Bad enough that Boris Johnson’s No 10 held the dubious distinction of being the address associated with most pandemic fines. Even worse was the ill-concealed bafflement of Johnson and co that they should be held to the same standards as the rest of us.
He led not a government but a gang: a mob of tawdry oligarchs who truly believed they were special and different. By then, the Tories had reached the point identified by Ece Temelkuran in How to Lose a Country: The 7 Steps from Democracy to Dictatorship (2019) where those in power “remove the shame” and “morality is exiled from public life”.
The final fig leaf was the ability to govern effectively, which had long been the Tory Party’s core claim to office. “Cruel but competent” was how the veteran Conservative strategist Maurice Saatchi framed it.

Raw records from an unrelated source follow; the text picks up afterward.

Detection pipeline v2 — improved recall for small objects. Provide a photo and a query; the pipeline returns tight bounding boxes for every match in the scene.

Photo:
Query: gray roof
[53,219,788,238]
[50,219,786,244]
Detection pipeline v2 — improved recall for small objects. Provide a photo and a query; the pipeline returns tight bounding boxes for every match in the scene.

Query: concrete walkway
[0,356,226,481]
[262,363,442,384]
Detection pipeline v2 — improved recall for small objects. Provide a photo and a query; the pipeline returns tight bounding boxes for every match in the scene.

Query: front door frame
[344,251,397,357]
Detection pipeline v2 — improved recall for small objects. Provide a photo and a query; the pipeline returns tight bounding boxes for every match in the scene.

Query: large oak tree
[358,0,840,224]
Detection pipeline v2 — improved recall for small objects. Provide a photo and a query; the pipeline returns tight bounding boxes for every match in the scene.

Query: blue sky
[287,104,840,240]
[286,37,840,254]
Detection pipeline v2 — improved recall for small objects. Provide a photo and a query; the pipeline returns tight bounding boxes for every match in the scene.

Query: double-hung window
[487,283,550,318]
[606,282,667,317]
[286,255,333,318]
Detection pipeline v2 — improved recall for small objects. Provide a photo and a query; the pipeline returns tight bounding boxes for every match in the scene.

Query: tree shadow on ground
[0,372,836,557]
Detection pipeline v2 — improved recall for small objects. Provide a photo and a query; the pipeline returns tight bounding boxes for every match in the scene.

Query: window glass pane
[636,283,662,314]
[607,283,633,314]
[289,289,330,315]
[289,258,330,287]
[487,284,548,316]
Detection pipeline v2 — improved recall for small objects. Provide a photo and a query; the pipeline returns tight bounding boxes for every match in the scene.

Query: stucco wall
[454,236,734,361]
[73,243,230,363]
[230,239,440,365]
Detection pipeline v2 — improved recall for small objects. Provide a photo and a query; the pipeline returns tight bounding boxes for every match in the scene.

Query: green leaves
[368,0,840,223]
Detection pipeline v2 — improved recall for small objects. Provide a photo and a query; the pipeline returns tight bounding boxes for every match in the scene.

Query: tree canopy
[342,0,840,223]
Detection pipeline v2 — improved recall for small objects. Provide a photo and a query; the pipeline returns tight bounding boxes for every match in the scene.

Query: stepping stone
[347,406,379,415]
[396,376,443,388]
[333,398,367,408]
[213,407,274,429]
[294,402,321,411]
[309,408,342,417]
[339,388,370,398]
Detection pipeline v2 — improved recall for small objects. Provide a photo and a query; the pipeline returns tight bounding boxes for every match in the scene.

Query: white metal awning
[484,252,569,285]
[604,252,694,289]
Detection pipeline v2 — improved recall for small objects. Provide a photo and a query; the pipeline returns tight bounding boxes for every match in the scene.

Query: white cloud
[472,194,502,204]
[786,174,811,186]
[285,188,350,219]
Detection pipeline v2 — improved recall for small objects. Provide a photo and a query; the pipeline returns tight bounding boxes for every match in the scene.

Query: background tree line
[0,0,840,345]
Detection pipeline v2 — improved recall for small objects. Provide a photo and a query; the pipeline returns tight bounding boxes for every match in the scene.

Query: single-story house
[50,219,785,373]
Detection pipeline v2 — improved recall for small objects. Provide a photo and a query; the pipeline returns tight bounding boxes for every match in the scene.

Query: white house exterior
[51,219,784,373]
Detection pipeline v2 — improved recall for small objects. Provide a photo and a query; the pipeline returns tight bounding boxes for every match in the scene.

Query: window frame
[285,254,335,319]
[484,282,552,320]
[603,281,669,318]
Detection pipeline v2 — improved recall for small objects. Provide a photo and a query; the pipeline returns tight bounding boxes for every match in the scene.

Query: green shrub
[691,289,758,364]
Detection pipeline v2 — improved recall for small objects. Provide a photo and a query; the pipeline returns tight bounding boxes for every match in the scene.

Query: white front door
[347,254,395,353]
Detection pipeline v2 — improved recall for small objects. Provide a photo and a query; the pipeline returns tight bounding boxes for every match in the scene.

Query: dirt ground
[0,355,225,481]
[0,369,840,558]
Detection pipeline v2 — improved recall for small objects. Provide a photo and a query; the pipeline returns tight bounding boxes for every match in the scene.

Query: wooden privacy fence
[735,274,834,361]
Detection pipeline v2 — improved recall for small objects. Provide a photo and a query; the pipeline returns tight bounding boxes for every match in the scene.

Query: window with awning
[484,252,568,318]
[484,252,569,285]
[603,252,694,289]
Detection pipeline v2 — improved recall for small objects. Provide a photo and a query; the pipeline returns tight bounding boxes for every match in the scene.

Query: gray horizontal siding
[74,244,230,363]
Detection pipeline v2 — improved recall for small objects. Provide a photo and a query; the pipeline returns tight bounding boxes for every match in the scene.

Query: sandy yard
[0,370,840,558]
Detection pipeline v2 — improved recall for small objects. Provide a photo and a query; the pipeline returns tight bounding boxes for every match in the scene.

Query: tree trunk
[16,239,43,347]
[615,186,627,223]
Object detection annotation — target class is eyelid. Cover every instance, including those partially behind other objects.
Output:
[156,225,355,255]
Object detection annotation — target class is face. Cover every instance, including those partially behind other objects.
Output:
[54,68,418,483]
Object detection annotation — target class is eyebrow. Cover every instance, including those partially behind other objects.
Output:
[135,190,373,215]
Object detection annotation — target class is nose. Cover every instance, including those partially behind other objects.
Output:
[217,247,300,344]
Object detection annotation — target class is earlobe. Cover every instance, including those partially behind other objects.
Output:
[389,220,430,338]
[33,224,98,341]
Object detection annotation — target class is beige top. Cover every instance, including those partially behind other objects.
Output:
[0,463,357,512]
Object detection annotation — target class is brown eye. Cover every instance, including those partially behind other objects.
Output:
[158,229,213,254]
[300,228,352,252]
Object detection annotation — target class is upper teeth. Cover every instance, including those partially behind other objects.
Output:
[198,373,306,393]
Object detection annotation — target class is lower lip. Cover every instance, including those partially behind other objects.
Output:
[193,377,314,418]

The pandemonium of Theresa May’s handling of Brexit could scarcely be described as efficient; Johnson was totally out of his depth during the pandemic, compounding his failure by insisting that every aspect of the government’s response was somehow “world-beating”. And then, in a mere 49 days as PM, Liz Truss managed to trash what was left of her party’s most precious asset: its economic credibility.
So what’s left? A hollowed-out movement of second- and third-raters, confusing their abiding sense of entitlement with the long-departed capacity to govern. They have reached the stage where no suggestion is off limits: Penny Mordaunt should be PM, or perhaps Cameron from the Lords, or maybe Johnson, brought back in some hypothetical by-election, or…
This barely deserves to be called “plotting”. These are the ravings of panic and delusion, the death rattle of a once-great movement. It is over, and it’s been over for quite a while.
The party’s descent into an abyss of its own making continues. The only remaining variable is quite how low it can go.